Talisman Energy USA Inc. is being sued by oil and natural gas royalty owners with interests in the Eagle Ford Shale for allegedly manipulating production volumes by as much as 20-30%.
Eugene and Kimberly Cran of DeWitt County, TX filed the claim against Talisman, which gained entry into the Eagle Ford six years ago in a 50-50 venture with Statoil ASA (see Shale Daily, Oct. 12, 2010). The lawsuit, filed in U.S. District Court for the Southern District of Texas, Victoria Division, claims breach of the contract, fraud, conversion and unjust enrichment (Cran v. Talisman Energy USA Inc., No. 6:16-CV-00064).
Talisman was taken over by Spain’s Repsol SA last year (see Daily GPI, Dec. 16, 2014). Repsol in turn sold part of its Eagle Ford stake in an asset swap with Statoil, retaining 37% interest. The joint venture between Talisman and Statoil now includes about 4,500 oil and gas leases covering 59,000 net acres and 494 producing wells, according to Provost Umphrey Law Firm LLP, which is representing the Cran family.
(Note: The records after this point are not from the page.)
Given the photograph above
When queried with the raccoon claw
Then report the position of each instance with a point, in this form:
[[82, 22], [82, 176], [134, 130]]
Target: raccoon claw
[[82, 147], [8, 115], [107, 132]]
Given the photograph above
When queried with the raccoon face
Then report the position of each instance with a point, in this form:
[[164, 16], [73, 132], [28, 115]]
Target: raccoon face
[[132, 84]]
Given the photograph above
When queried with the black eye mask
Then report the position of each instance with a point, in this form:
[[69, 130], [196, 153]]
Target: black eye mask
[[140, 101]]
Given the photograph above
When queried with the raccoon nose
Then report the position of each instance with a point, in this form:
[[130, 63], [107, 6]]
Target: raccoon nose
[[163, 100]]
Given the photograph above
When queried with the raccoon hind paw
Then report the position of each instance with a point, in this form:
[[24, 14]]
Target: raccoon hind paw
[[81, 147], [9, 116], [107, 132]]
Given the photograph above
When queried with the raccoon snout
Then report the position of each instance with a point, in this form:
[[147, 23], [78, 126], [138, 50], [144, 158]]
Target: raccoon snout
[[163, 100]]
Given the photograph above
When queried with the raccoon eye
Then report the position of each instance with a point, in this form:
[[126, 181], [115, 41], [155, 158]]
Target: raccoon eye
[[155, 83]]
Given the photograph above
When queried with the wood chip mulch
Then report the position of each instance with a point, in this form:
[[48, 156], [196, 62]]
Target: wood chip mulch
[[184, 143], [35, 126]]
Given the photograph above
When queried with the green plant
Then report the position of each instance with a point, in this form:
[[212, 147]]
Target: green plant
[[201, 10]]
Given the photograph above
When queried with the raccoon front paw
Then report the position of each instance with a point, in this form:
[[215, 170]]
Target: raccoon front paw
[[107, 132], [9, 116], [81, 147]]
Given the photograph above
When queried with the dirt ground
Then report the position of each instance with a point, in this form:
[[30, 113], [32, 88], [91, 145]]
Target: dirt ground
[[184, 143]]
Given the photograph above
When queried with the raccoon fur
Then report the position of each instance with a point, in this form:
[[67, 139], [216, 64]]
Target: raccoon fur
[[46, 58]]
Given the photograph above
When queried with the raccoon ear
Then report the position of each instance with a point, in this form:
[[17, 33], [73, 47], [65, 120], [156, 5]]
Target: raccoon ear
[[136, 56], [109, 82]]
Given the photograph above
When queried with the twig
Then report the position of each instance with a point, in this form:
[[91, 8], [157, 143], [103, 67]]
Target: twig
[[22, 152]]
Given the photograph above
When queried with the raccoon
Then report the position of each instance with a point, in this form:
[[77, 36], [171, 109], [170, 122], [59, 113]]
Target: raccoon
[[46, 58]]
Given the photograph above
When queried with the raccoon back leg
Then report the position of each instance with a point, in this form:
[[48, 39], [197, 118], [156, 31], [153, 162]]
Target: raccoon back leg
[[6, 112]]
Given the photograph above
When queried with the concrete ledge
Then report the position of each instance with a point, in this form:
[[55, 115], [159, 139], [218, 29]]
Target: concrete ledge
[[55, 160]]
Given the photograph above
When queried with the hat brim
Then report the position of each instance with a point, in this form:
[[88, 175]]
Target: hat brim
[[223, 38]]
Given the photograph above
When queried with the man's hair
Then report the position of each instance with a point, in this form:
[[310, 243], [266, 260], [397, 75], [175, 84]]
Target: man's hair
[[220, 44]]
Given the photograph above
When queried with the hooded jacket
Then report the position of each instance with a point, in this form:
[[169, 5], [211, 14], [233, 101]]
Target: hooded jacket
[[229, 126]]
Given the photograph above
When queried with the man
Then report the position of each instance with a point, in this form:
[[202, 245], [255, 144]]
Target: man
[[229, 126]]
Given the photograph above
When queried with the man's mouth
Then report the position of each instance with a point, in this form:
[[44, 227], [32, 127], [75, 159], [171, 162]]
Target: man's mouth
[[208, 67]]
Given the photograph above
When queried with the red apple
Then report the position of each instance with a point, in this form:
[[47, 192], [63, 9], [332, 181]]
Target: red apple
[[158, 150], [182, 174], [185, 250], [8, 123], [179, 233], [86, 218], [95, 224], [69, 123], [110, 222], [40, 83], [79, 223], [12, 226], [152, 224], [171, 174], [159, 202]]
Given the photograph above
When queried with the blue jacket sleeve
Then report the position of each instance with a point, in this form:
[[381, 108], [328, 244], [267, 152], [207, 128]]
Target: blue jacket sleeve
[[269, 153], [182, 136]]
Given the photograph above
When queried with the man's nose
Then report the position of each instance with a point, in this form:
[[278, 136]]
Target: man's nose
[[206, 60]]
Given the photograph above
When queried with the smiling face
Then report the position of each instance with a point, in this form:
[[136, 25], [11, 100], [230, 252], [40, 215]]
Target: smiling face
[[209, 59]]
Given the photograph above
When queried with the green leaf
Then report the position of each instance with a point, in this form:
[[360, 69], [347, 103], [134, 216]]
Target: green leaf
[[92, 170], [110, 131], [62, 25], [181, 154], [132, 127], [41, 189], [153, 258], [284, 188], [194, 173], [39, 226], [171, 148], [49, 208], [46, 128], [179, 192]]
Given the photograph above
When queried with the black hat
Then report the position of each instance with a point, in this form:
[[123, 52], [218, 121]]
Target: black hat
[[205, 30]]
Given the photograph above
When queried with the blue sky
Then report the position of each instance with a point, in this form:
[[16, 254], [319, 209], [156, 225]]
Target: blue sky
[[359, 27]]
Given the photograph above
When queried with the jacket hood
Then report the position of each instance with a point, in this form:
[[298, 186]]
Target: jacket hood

“In 2014, Talisman reported its share of Eagle Ford production topped 22,000 bbl of oil/condensate per day and represented approximately 20% of its proven reserves,” the law firm noted. Three years ago Talisman and Statoil revised their agreement, allowing Statoil to assume well operations for half of the venture, while Talisman remained the operator for the remaining wells.
“As a result, the Crans and other royalty owners began receiving monthly checks from both companies rather than Talisman alone,” Provost noted. After the operations were transferred, the Crans claimed they began receiving checks from Talisman “with substantial variances in production volumes compared to those reflected in their Statoil royalty payments.” The shorted production volumes and shorted payments are the “skim,” the lawsuit claimed.
“Talisman is accused of secretly altering wellhead production data by arbitrarily reducing the measured volumes of oil and gas by as much as 20%,” Provost stated. “The royalty owners say Talisman further reduced the measured volumes in the spring of 2015, shortly after the company was purchased” by Repsol. Early this year Talisman gave up all operator responsibilities in the Eagle Ford and Statoil became the sole operator.
“When Talisman entered the U.S. market, they were totally unprepared to manage fractional ownership interest by individual royalty owners whose rights and remedies are governed by their lease terms,” said lead counsel Bryan O. Blevins of Provost. “Our clients have been and are still being significantly and purposely underpaid by Talisman for their mineral rights, and our goal is to make sure that the appropriate parties are held accountable. Talisman’s manipulation of production volumes and shorted royalty payments were intentional and may have been related to the Repsol acquisition.”
Many producers face royalty underpayment lawsuits across the country, including for alleged underpayments in the Eagle Ford. Chesapeake Energy Corp. faces allegations that it cheated landowners in the Eagle Ford for leases across nearly 16,000 acres and 85 producing wells (see Shale Daily, March 11).